It is impossible to create an original story. Don’t bother trying. It is equally impossible to create a story that is NOT unique, short of direct plagiarism. You want to write Romeo and Juliet. Change the character names, use your own language (assuming you have not time travelled here from Elizabethan London), and you will have something that is familiar, but different enough to be an original work of fiction. Not an original story, an original work of fiction. Big difference.
Idea
Most ideas start as a variation on a theme. Die Hard on a Ferris wheel. Sense and Sensibility in a Lunar prison colony. Ferris Bueller’s Day off in Mogadishu. All spectacularly bad ideas. However, you can play with it and make substitutions until it is only a moderately bad idea. The key of making it into a good idea is to have the story teach a valuable lesson.
Lesson
Money is evil. Racism is bad. One cannot survive alone. Misery loves company. There are thousands of these tropes and you simply need to pick one. Your story may have many, all but one of which will be eliminated in the revision process. Just kidding, but not really. It isn’t important to pick one because your story will eventually reveal what it is.
Setting
Where the story starts is less important than where it will go. Air travel can get you anywhere in the world within a day or two. When a story begins is far more important than where it goes. If you are in ancient Rome, air travel is off the table… or is it? (Your main character… Larry Cotter has a time travelling magic broom and accidentally ends up in the middle of the Coliseum during a gladiatorial battle. I am full of bad ideas today…) Choosing the when of your story will narrow where it can happen, and those two will further narrow who it can happen to.
Character
All stories, good and bad, take a character from one place to another. Usually, it is a change of mind more than physical location, but more often than not you will have both. Who would get the most value from the lesson? A starving child is not going to get as much from the ‘money is evil’ lesson as the Wall Street banker will. The road ahead is going to be rough for them, so who do you want to torture?
Most of my stories start simply with a character in a situation. Trucker driving in a snow storm. Where is she going? Is he about to crash? Maybe they find someone stranded and have to help. Why do I care what happens to them? The possibilities are many, and your job is to enumerate all the possibilities and then pick the most interesting one.
Additional characters will accumulate. Give them unique names (so it is easy to find and replace them) and write them down on a (separate) pad of paper. When you get a few pages down, you don’t want to have to scroll back up to find the name. Scrolling backward is THE ABSOLUTE WORST THING YOU CAN DO when creating a story. Make notes next to their name like age, occupation, hair color, etc. as these facts reveal themselves. That way you don’t have worry about consistency in later chapters.
Never predetermine how important a character will be. You may decide to kill off your hero in chapter three and make the barista she had a single conversation with the new hero of the story. Remember, this is Creation, not dictation. Even if you have written a precise outline, you need to be flexible enough for the characters to have some free will of their own.
Beats
This is purposely a musical term because your story must have a rhythm to be enjoyed.
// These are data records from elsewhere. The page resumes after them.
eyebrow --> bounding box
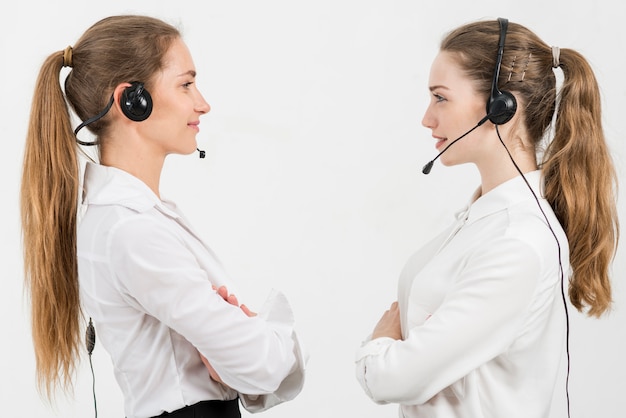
[429,85,449,92]
[178,70,197,78]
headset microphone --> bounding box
[421,115,489,174]
[197,148,206,158]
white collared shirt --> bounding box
[77,162,305,418]
[355,171,570,418]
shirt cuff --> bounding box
[258,288,295,328]
[239,289,307,412]
[354,337,395,404]
[355,336,396,362]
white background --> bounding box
[1,1,624,417]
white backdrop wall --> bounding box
[1,1,624,417]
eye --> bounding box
[433,93,446,103]
[182,81,194,89]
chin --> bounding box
[180,143,198,156]
[439,158,455,167]
[439,154,467,167]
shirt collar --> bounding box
[464,170,544,225]
[82,162,180,218]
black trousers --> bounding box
[153,399,241,418]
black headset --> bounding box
[74,81,153,142]
[487,18,517,125]
[120,81,153,122]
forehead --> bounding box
[428,51,466,87]
[161,38,196,74]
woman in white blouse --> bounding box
[355,17,618,418]
[21,15,305,418]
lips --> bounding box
[434,136,447,150]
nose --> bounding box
[421,105,435,129]
[195,91,211,114]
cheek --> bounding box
[454,106,487,134]
[470,99,489,123]
[146,103,179,130]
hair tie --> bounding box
[551,46,560,68]
[63,46,73,68]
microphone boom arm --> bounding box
[422,115,490,174]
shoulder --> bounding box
[459,200,567,290]
[80,203,184,259]
[505,198,567,259]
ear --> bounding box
[112,83,134,116]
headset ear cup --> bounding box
[120,82,153,122]
[487,90,517,125]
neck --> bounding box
[477,148,538,195]
[101,139,165,198]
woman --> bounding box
[21,15,305,418]
[355,17,618,417]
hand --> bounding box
[200,353,225,384]
[199,285,258,384]
[372,301,402,340]
[213,285,257,317]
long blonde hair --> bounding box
[441,19,619,317]
[20,15,180,398]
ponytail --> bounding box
[20,50,81,397]
[542,48,619,317]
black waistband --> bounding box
[153,398,240,418]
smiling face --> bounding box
[139,38,211,157]
[421,51,492,168]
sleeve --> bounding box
[238,290,307,413]
[355,235,543,405]
[109,215,305,398]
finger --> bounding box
[199,352,223,383]
[227,294,239,306]
[217,286,229,300]
[240,304,257,317]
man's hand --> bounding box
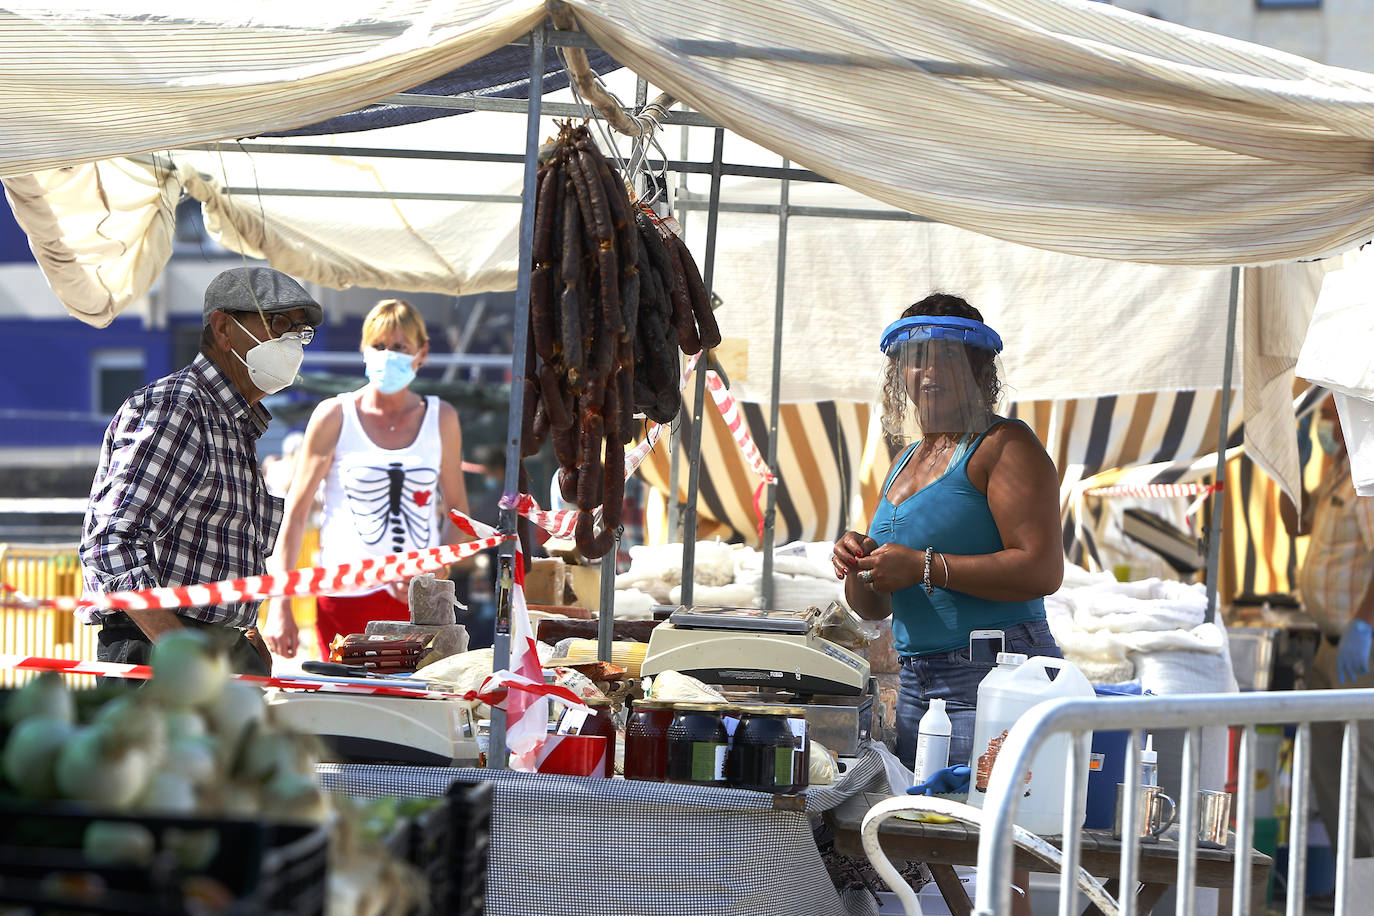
[262,599,299,658]
[1338,619,1373,684]
[245,627,274,673]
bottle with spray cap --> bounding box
[1140,734,1158,787]
[913,698,953,786]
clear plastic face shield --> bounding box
[879,316,1004,443]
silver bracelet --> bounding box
[923,546,935,596]
[939,552,950,589]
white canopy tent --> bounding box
[5,0,1373,507]
[5,0,1374,266]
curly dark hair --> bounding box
[880,293,1003,448]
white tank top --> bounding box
[319,393,443,596]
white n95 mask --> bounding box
[232,317,304,394]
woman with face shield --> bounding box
[263,299,470,662]
[832,293,1065,775]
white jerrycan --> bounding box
[964,652,1095,835]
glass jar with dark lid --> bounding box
[584,696,617,778]
[666,702,729,786]
[729,706,808,793]
[624,698,675,782]
[773,706,810,794]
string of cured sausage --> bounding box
[522,120,720,559]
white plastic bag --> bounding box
[868,740,916,795]
[1296,250,1374,398]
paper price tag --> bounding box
[559,708,590,735]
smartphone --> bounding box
[968,629,1005,665]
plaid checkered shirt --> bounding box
[1299,456,1374,638]
[79,353,284,627]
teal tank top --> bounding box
[869,418,1046,656]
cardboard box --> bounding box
[524,557,567,606]
[565,564,603,613]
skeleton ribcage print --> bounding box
[342,461,439,552]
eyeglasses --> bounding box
[235,311,315,345]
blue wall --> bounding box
[0,201,33,264]
[0,315,188,447]
[0,293,489,452]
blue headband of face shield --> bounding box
[879,315,1003,355]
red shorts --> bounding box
[314,591,409,661]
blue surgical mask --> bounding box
[364,348,417,394]
[1317,419,1341,456]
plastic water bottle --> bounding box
[913,698,952,786]
[1141,734,1158,787]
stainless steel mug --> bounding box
[1196,789,1232,849]
[1114,784,1177,841]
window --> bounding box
[92,349,146,416]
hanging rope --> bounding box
[546,1,674,139]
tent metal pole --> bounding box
[597,539,617,661]
[679,127,725,607]
[216,186,937,224]
[1203,265,1240,625]
[490,25,545,769]
[666,122,691,544]
[761,161,790,609]
[385,92,721,128]
[591,76,648,662]
[191,142,830,183]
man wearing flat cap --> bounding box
[80,267,323,675]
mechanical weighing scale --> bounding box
[266,684,481,767]
[641,606,876,755]
[642,605,870,695]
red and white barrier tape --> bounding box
[502,352,786,540]
[703,368,777,535]
[1,532,508,614]
[1084,482,1223,499]
[703,369,776,488]
[0,653,590,712]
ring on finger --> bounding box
[859,569,873,585]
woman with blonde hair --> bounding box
[264,299,469,660]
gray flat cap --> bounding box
[203,267,323,327]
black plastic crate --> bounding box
[0,800,327,915]
[442,779,491,916]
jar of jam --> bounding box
[584,696,617,778]
[780,707,811,794]
[728,707,798,793]
[558,695,617,778]
[624,699,674,782]
[666,702,729,786]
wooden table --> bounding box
[825,791,1273,915]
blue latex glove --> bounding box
[907,764,971,796]
[1338,620,1373,685]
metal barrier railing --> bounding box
[0,543,99,685]
[974,691,1374,916]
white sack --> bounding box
[1296,249,1374,399]
[1335,392,1374,497]
[608,587,657,620]
[668,581,758,608]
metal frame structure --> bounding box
[169,20,1249,758]
[973,690,1374,916]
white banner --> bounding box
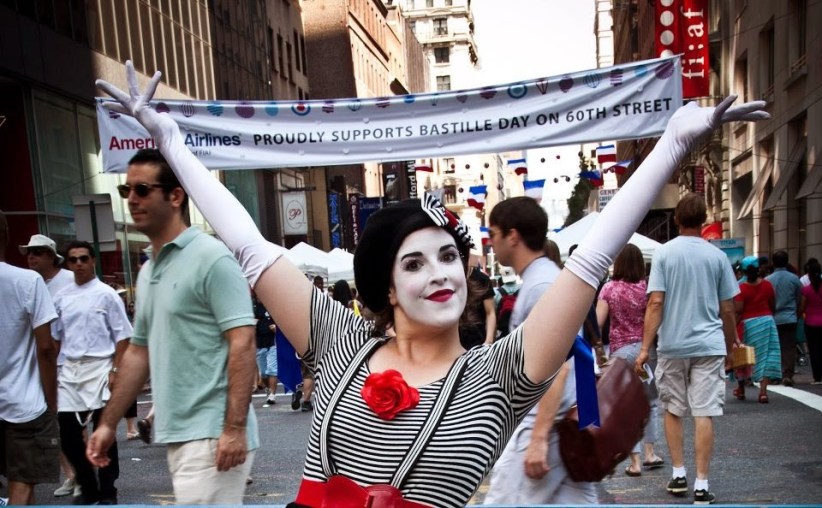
[97,56,682,173]
[280,191,308,235]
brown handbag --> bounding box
[556,357,651,482]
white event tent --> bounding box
[283,242,355,283]
[551,212,661,262]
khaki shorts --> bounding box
[0,410,61,484]
[656,356,726,417]
[167,438,255,504]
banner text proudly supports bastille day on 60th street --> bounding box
[98,56,682,172]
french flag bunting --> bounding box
[480,226,490,247]
[467,185,487,211]
[596,144,617,165]
[579,170,604,187]
[523,179,546,202]
[508,158,528,176]
[610,160,631,175]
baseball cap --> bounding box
[740,255,759,271]
[18,234,64,263]
[500,266,517,284]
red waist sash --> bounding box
[295,477,431,508]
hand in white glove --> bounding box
[96,61,177,140]
[662,95,770,156]
[96,61,285,287]
[565,95,770,289]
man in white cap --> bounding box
[19,234,80,498]
[19,234,74,295]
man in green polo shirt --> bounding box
[86,149,258,504]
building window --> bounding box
[445,0,452,5]
[293,29,301,72]
[277,33,285,77]
[426,0,434,7]
[286,41,294,83]
[436,75,451,91]
[789,0,807,70]
[267,27,276,73]
[408,20,415,34]
[434,46,449,63]
[759,20,774,99]
[735,56,748,102]
[433,17,447,36]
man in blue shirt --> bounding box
[766,250,802,387]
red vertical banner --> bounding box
[655,0,682,58]
[680,0,709,98]
[655,0,710,99]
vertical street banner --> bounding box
[281,191,308,235]
[348,194,361,247]
[358,197,383,236]
[405,161,418,200]
[327,192,343,248]
[655,0,709,98]
[97,57,682,172]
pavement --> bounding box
[21,359,822,506]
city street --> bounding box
[29,363,822,506]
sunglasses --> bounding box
[68,255,92,264]
[117,183,166,199]
[27,247,50,256]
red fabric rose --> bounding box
[360,369,420,420]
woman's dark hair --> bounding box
[332,280,353,305]
[543,239,563,268]
[745,264,760,283]
[612,244,645,283]
[809,260,822,293]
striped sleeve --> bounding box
[480,325,554,419]
[302,287,373,371]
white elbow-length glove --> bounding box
[564,95,769,289]
[97,61,284,287]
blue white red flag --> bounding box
[467,185,487,210]
[596,144,617,165]
[579,170,604,187]
[523,179,546,201]
[508,158,528,176]
[609,160,631,175]
[480,226,490,246]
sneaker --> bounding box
[74,484,83,497]
[291,388,303,410]
[55,478,78,497]
[262,397,276,408]
[1,497,8,506]
[667,476,688,496]
[693,489,716,504]
[301,400,314,412]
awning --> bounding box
[737,156,774,219]
[762,138,807,210]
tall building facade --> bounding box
[0,0,311,291]
[607,0,821,264]
[390,0,502,246]
[300,0,429,250]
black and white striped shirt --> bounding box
[299,289,552,507]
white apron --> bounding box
[57,356,112,412]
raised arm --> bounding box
[522,96,769,383]
[96,62,313,354]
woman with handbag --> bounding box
[93,62,767,507]
[596,244,664,476]
[734,256,781,403]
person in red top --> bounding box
[734,256,781,403]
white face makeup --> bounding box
[389,227,467,330]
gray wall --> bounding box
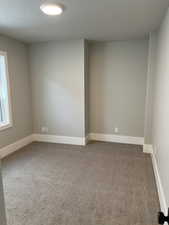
[84,40,89,136]
[29,40,86,137]
[0,35,32,148]
[0,161,6,225]
[89,40,148,137]
[149,7,169,206]
[144,32,157,144]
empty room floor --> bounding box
[2,141,159,225]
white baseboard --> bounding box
[33,134,86,146]
[151,151,167,214]
[0,134,88,158]
[89,133,144,145]
[143,144,153,154]
[85,134,90,145]
[0,135,34,159]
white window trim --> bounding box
[0,51,13,131]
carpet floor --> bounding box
[2,141,159,225]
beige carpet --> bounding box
[2,141,159,225]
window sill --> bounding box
[0,123,12,131]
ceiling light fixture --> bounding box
[40,1,64,16]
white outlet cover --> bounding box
[114,127,119,133]
[41,127,48,133]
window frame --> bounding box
[0,51,13,131]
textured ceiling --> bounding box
[0,0,169,43]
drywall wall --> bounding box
[84,40,89,136]
[150,7,169,207]
[0,161,7,225]
[89,40,148,137]
[0,35,32,148]
[29,40,86,137]
[144,32,158,144]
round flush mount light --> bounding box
[40,1,64,16]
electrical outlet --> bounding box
[41,126,48,133]
[114,127,119,133]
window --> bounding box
[0,51,12,131]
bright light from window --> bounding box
[0,52,12,130]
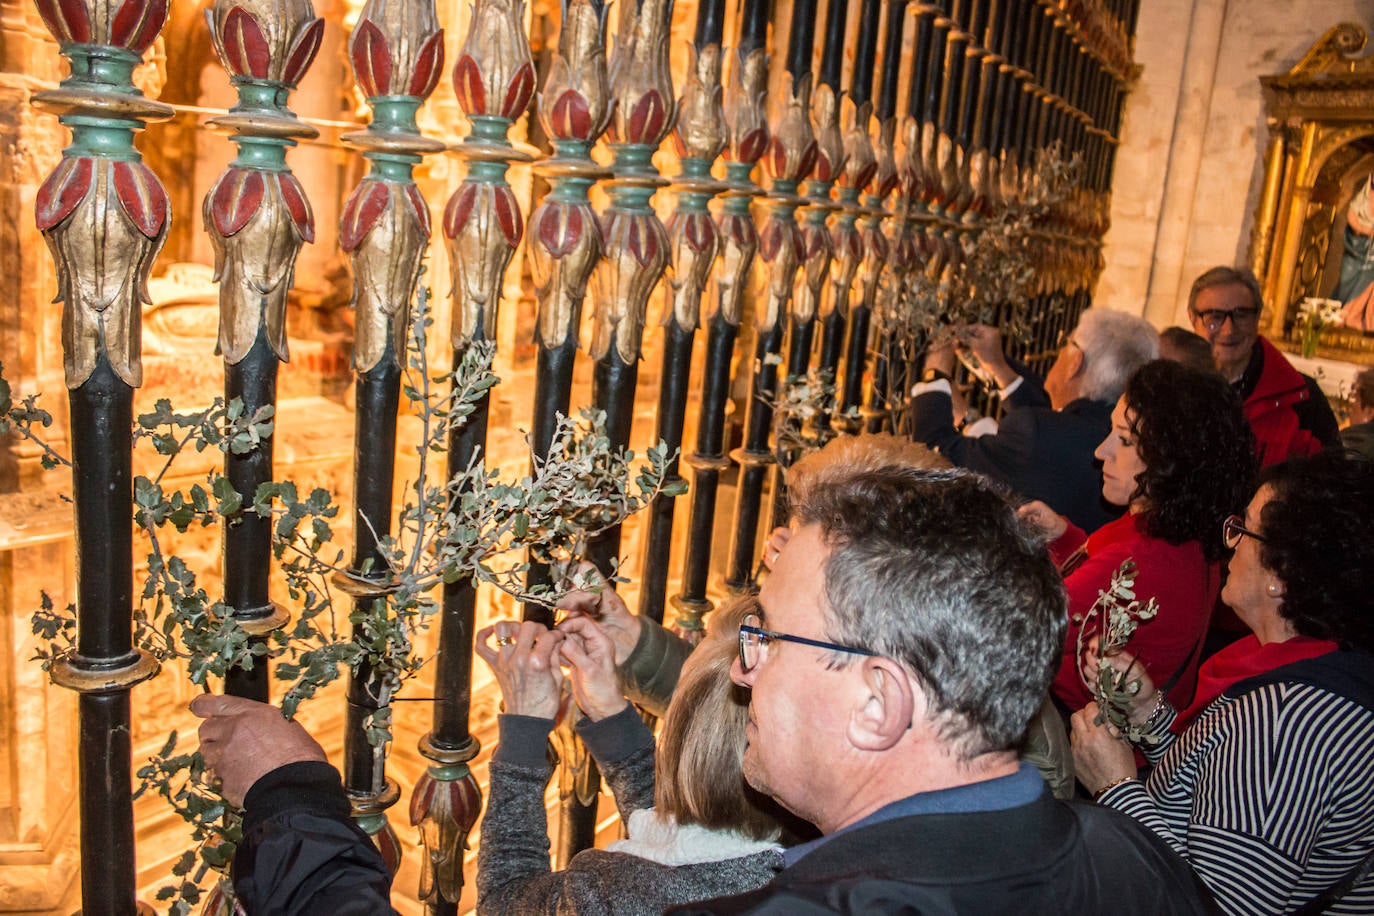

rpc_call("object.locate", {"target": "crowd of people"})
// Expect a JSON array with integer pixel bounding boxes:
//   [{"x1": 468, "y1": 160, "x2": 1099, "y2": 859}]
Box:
[{"x1": 192, "y1": 265, "x2": 1373, "y2": 914}]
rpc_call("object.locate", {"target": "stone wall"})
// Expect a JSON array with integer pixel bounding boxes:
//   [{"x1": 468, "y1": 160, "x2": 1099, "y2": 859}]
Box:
[{"x1": 1096, "y1": 0, "x2": 1374, "y2": 327}]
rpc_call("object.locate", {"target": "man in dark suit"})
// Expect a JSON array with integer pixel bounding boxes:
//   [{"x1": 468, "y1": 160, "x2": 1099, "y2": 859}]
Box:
[
  {"x1": 908, "y1": 309, "x2": 1158, "y2": 533},
  {"x1": 673, "y1": 467, "x2": 1213, "y2": 915}
]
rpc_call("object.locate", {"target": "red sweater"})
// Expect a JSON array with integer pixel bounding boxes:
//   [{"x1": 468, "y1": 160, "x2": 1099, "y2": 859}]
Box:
[
  {"x1": 1050, "y1": 513, "x2": 1219, "y2": 713},
  {"x1": 1171, "y1": 633, "x2": 1337, "y2": 732}
]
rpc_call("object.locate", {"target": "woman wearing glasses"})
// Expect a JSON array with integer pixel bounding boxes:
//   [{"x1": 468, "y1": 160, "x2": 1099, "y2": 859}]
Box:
[
  {"x1": 1022, "y1": 360, "x2": 1256, "y2": 718},
  {"x1": 1071, "y1": 451, "x2": 1374, "y2": 913},
  {"x1": 474, "y1": 597, "x2": 784, "y2": 915}
]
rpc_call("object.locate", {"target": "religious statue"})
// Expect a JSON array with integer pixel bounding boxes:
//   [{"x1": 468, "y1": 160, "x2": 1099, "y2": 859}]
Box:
[{"x1": 1334, "y1": 174, "x2": 1374, "y2": 331}]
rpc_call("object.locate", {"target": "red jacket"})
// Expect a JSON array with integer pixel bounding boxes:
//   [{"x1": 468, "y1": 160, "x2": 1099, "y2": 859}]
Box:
[
  {"x1": 1244, "y1": 338, "x2": 1330, "y2": 467},
  {"x1": 1050, "y1": 513, "x2": 1218, "y2": 713}
]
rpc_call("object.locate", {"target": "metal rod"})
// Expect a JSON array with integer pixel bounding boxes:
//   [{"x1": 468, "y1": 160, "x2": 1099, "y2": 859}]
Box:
[
  {"x1": 525, "y1": 0, "x2": 613, "y2": 620},
  {"x1": 31, "y1": 2, "x2": 169, "y2": 902},
  {"x1": 725, "y1": 26, "x2": 814, "y2": 589},
  {"x1": 671, "y1": 32, "x2": 769, "y2": 635},
  {"x1": 222, "y1": 336, "x2": 278, "y2": 701},
  {"x1": 637, "y1": 26, "x2": 727, "y2": 625}
]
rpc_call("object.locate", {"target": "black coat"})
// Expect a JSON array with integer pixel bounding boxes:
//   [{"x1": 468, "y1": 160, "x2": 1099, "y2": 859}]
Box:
[
  {"x1": 233, "y1": 761, "x2": 397, "y2": 915},
  {"x1": 670, "y1": 791, "x2": 1217, "y2": 915},
  {"x1": 909, "y1": 381, "x2": 1118, "y2": 533}
]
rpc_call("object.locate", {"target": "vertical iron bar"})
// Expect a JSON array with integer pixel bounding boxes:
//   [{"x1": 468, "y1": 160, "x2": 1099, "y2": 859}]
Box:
[
  {"x1": 31, "y1": 3, "x2": 169, "y2": 903},
  {"x1": 671, "y1": 33, "x2": 769, "y2": 636},
  {"x1": 725, "y1": 0, "x2": 816, "y2": 586},
  {"x1": 637, "y1": 26, "x2": 727, "y2": 625},
  {"x1": 203, "y1": 0, "x2": 324, "y2": 704},
  {"x1": 525, "y1": 0, "x2": 613, "y2": 620},
  {"x1": 831, "y1": 0, "x2": 882, "y2": 434},
  {"x1": 338, "y1": 0, "x2": 453, "y2": 895}
]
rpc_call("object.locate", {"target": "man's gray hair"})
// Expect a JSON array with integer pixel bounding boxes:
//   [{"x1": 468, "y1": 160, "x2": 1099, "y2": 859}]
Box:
[
  {"x1": 1187, "y1": 266, "x2": 1263, "y2": 315},
  {"x1": 790, "y1": 466, "x2": 1067, "y2": 760},
  {"x1": 1073, "y1": 307, "x2": 1159, "y2": 404}
]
There are many guidelines that have been offered to define the structure of a story. Inciting incident, call to action, etc. I use the following beats only as a rough outline for what needs to happen.
- Introduction – What is your world and who is in it?
- Main character – Why should the reader care about them and what do they want?
- Explosion (inciting incident) – What has turned the main character’s world upside down? The bigger, the better. This is often where the villain of the story is revealed.
- Stages of Grief – How the main character tries to avoid the repercussions of the explosion
- Acceptance – the final stage of grief is realizing the explosion has changed their life and they need to deal with it
- Pursuit – Chasing after the new goal
- Obstructions – The goal is impossible
- Change – something new makes the goal possible
- Repeat Pursuit/Obstruction/Change without being repetitive
- All is lost – The villain has won, the main character has given up
- Final Twist of Fate – Somehow the tables are turned and the main character nears their goal, often a different one than they started out pursuing
- Success – The lesson is learned, the aftermath is explained, and seeds of the next adventure are planted
When do you know you are done creating your first draft? When The lesson has been taught and all the questions have been answered.